Auch die alte Brücke Mostars lässt sich von Sarajevo aus in zwei Stunden Fahrzeit erreichen. Besonders empfehlenswert ist der Reiseweg mit dem Zug durch die Schlucht der Neretva, eine besonders beliebte Strecke für Eisenbahnfreunde.
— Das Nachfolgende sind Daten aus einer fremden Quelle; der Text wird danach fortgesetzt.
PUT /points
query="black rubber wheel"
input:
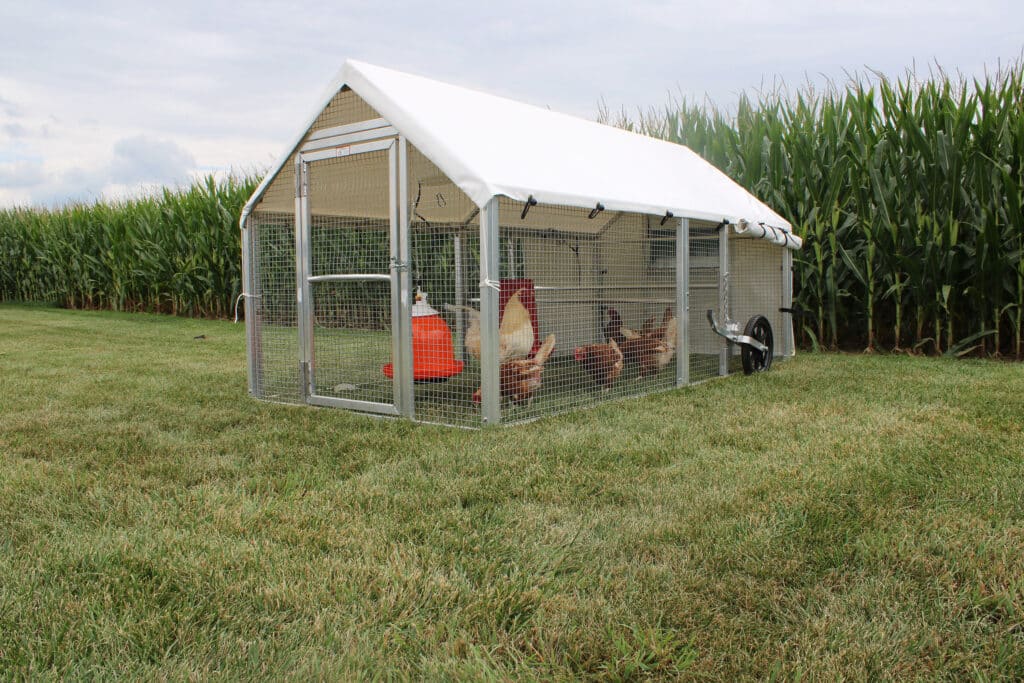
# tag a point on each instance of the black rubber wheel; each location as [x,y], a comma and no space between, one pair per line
[754,360]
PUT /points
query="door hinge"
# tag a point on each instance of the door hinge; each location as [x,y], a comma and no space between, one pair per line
[302,181]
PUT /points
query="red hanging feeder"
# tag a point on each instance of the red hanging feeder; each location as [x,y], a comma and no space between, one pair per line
[433,353]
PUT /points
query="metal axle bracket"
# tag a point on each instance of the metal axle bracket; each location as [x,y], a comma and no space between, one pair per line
[731,331]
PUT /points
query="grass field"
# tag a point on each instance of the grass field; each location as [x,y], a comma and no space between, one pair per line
[841,516]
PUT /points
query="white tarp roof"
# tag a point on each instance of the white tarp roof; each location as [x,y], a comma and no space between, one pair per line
[492,145]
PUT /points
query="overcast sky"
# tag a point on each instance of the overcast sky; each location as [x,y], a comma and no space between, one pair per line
[104,98]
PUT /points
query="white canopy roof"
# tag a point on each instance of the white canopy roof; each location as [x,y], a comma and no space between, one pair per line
[492,145]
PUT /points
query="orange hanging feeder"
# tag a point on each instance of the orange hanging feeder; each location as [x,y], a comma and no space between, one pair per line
[433,353]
BANJA LUKA – die zweitgrösste Stadt des Landes und heimliche Partymetropole – lockt besonders Reisende jüngeren Semesters. Das studentische Flair der 200 000-Einwohner-Stadt mit ihren zahlreichen Konzerten und Festivals zieht in den Sommermonaten Tausende von Besuchern an. Geheimtipp und vielleicht kostbarstes Juwel des Landes ist der Una-Nationalpark im Nordwesten des Landes mit einer Fläche von 19800ha. Die zahlreichen Stromschnellen und Wasserfälle der Una nehmen es in jeder Hinsicht mit den sich ganz in der Nähe befindlichen Plitvicer Seen in Kroatien auf – nur finden sich an der Una weniger Touristen und folglich auch weniger Kommerz. Bosnien und Herzegowina bietet die perfekte Konstellation für mehrtägige Rundreisen mit den thematischen Schwerpunkten: Natur und Abenteuer, Geschichte und Kultur. Als Ferienland verbindet es eine reizvolle Mischung ursprünglich ländlicher und urbaner Reiseziele – ideal für kleinere Gruppenreisen – mit einer Spanne vom europäischen Islam bis zum Outdoor-Sport.
Bosnien und Herzegowina ist Gastland am Swiss Travel Day (25. Oktober 2018) in der Stage One in Zürich Oerlikon.